Monday, April 2, 2007

The Looming Tax Showdown

Who will blink first? New York State or the Oneida Indian Nation?

This year, the Oneida Nation and other tribes will pay taxes. The state plans to collect $200 million in sales and other taxes on goods sold by Indian-owned businesses in 2007-08. If Gov. Eliot L. Spitzer doesn’t enforce the law, his brand new budget will be revenue-short. Gov. Spitzer included sales and excise taxes on cigarettes and motor fuel in his budget plan back in January, and the state Legislature left the revenue line intact in its version of the budget that was adopted Sunday. The bid to collect sales and excise taxes is a turnaround in policy from that of former George E. Pataki, who broke with state legislators by rebuffing their efforts in recent years to force the collection of the levies through legislation.

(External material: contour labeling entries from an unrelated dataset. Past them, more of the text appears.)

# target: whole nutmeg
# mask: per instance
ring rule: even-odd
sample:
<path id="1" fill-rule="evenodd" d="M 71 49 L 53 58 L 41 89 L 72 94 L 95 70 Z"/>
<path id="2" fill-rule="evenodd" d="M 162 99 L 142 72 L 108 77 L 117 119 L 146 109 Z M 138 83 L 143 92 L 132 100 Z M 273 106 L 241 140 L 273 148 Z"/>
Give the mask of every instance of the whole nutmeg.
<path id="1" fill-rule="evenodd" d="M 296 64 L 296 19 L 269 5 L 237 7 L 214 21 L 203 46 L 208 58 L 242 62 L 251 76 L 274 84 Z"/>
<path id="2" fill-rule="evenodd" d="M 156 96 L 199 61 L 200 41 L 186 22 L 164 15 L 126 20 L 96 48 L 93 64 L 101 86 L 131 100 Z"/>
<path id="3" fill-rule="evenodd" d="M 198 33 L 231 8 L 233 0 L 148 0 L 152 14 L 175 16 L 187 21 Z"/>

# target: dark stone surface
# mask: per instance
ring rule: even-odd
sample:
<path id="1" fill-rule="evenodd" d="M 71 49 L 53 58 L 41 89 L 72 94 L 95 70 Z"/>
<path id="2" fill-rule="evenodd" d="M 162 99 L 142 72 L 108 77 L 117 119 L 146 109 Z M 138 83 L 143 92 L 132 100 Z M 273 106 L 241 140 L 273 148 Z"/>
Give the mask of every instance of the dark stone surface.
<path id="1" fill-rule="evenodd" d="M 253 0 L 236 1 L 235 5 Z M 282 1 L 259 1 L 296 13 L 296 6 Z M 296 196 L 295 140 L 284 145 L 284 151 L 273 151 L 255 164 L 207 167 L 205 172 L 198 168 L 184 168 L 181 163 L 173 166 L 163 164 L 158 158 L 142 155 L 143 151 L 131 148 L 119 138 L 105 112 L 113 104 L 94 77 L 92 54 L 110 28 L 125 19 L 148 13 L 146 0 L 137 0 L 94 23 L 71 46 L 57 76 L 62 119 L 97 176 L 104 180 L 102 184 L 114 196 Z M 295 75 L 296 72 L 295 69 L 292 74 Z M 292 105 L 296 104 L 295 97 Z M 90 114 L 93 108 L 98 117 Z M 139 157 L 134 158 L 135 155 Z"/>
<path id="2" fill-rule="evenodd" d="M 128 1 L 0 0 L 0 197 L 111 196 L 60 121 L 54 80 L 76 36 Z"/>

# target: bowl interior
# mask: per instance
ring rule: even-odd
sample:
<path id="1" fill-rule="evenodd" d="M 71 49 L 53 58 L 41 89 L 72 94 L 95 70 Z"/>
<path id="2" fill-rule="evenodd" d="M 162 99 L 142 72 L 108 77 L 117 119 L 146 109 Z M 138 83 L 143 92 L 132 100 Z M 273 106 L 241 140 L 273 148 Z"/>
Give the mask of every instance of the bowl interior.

In the past our state government has always backed down on it's repeated empty threats to collect taxes on the Nation, but Spitzer's inclusion of tax revenue from Indian-owned businesses in the budget and the Department of the Interior's re-evaluation of the gaming compact makes it look like things will finally come to a head this month. This issue has dragged on for years, to the detriment of all parties, and it's time that it finally gets resolved, one way or the other.

Oh, and I think Spitzer will blink first. The Nation is more than willing to stand up against both the state and the federal government and, realistically, there's little either can do to punish the tribe without setting off a public relations disaster.